Quando Lino (Durvalino) faleceu, o mundo de Dona Santinha desabou. No velório, entre lágrimas que não se estancavam, era sempre a mesma indignação: - Por quê, meu Deus?? Por quê?

Passadas as cerimônias de sepultamento, Dona Santinha entrou numa clausura total e durante um ano, ninguém naquele pequeno Município a viu, a não ser Dona Benta, uma neta de escravos e sua fiel serviçal na fazenda.

Mas o tempo foi passando, até que numa manhã os vizinhos estranharam a visita inesperada de um tal de Miro(Waldomiro), um rapaz que tinha uma pequena oficina de artesanato para entalhar madeira. Durante uns trinta dias ele foi visto todo dia entrando e saindo daquela casa e como ele nada comentava, acabou dando margens aos boatos mais abjetos, que se alastravam por toda a cidade. Da última vez ele saiu de lá com um enxó e um formão e esclareceu tudo: Miro esculpira na madeira uma estátua que lembrava bem o falecido Lino.

Dizem que durante dois anos aquela infeliz viúva chorava todo dia abraçada àquela tosca imagem.

Católica fervorosa, aos poucos voltou a frequentar a Igreja e as vezes era vista dando um passeio solitário por sua bonita fazenda. Em um desses passeios D. Santinha cruzou com um bonito rapaz novo na região.
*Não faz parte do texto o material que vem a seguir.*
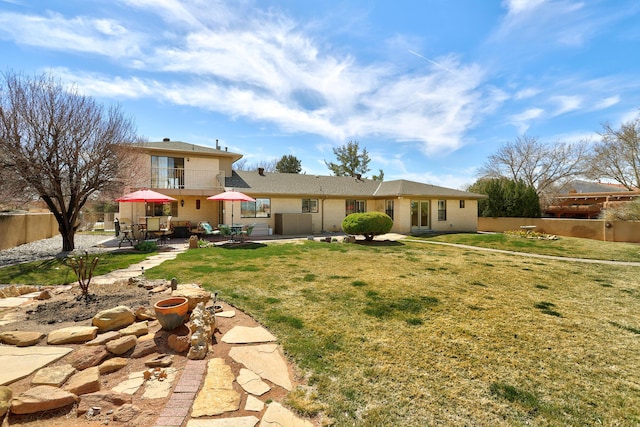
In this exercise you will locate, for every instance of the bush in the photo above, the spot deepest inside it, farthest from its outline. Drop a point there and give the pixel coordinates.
(369, 224)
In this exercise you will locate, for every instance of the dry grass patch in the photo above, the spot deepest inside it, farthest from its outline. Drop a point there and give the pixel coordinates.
(417, 335)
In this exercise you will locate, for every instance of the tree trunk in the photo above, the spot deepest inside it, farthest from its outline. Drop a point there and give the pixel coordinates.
(68, 240)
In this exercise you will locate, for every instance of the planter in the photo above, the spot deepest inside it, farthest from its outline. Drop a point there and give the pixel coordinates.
(171, 312)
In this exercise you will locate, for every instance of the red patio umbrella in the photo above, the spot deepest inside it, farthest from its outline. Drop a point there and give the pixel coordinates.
(232, 196)
(144, 196)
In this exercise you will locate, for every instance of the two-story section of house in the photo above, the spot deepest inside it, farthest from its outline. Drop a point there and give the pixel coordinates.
(288, 204)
Os dois se olharam por um instante e foi o que bastou pra Dona Santinha chegar à casa com um sentimento de adultério póstumo. Abraçou o marido de madeira e buscou perdão.

Alguns dias depois o capataz da fazenda avisa:- Dona Santinha, tem um rapaz aí querendo ver uns cavalos que a senhora pretende vender. Para sua surpresa, era o mesmo rapaz que ela vira antes.
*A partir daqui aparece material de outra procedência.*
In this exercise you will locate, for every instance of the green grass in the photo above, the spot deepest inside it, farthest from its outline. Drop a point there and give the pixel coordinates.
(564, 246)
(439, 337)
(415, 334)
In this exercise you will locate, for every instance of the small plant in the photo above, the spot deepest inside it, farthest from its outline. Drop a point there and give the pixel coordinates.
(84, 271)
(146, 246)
Do encantamento recíproco, não tardou o início de um discreto namoro que tempos depois desaguou num anunciado noivado. Toda noite, lá estava ele tomando o clássico café com biscoito frito feito na hora pela zelosa Dona Benta.

UM TEMPORAL: Foram quinze dias chovendo sem parar, até que numa noite a simpática empregada interrompe o idílio da patroa e a chama num canto dizendo que não tinha um pau de lenha seco pra por no fogo. Dona Santinha maldisse a chuva e praguejou os céus. Virando-se para a empregada ordenou:- "RACHE O LINO". Dona Benta ficou pálida e esbugalhou os olhos: - Dona Santinha?!

"É isso mesmo Benta!" E repetiu:- "Rache o Lino". Minutos depois, ouvia-se o som compassado do machado que vinha lá do quintal. Era a D. Benta dissecando o Lino a machadadas e o transformando em lenha. E feliz, o noivo que ignorava a tragédia, aguardava o café fumegante com os saborosos biscoitos que D. Benta não demoraria a anunciar.